Itu baru perbedaan bentuk
fisik, belum perbedaan budaya.
Jangankan perbedaan antara budaya Indonesia dengan
negara lain; antara
Semarang dengan Surabaya saja sudah berbeda. Misalnya: Bagi orang Surabaya,
kata nili’i bermakna mencicipi; sedangkan bagi orang Semarang, kata nili’i
bemakna mengunjungi. Sehingga ketika ada calon menantu asal Semarang mengirim surat kepada calon mertuanya
asal Surabaya yang isinya “Insya Allah, minggu
ngajeng kulo bade nili’i putri panjenengan”. Pasti calon mertua tersebut akan marah, karena menurutnya,
belum menjadi menantu saja sudah mau mencicipi
putrinya.
Mengapa
Allah
SWT tidak menghendaki semuanya sama?
Tujuannya adalah untuk menguji manusia. Artinya, jika manusia diberi sesuatu oleh Allah SWT, maka apa yang
akan dia lakukan dan apa hasilnya. Itulah yang disebut masyi’atullah.

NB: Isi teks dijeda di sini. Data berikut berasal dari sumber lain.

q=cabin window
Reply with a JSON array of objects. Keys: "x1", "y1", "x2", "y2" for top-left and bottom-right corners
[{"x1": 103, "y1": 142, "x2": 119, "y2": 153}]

Masyi’atullah bersifat relatif, tidak mutlak
sebagaimana sunnatullah. Oleh sebab itu, ada faktor interaksi antara kehendak Allah SWT dengan ikhtiar
atau perjuangan manusia. Misalnya,
dalam suatu Hadis terdapat
keterangan bahwa seandainya seluruh dunia ini hanya dipenuhi orang shalih saja, maka dunia akan ditutup dan diganti dengan dunia yang
dihuni orang shalih, orang nakal,
preman, dan lain-lain. Dengan adanya
perbedaan sifat manusia seperti ini, muncul kegiatan dakwah dan pendidikan.
Contoh
lain, jika
seluruh manusia di dunia ini diciptakan pandai semua, maka tidak perlu lagi ada
sekolah. Seandainya
manusia itu sudah pandai sejak lahir, maka
sama dengan setan yang
sejak lahir sudah pandai. Jadi,
makhluk terpandai adalah setan, karena sejak lahir sudah pandai. Oleh karena
itu, jangan coba-coba melawan setan dengan rekayasamu sendiri, tanpa meminta
pertolongan Allah SWT, karena kamu pasti akan direkayasa oleh setan.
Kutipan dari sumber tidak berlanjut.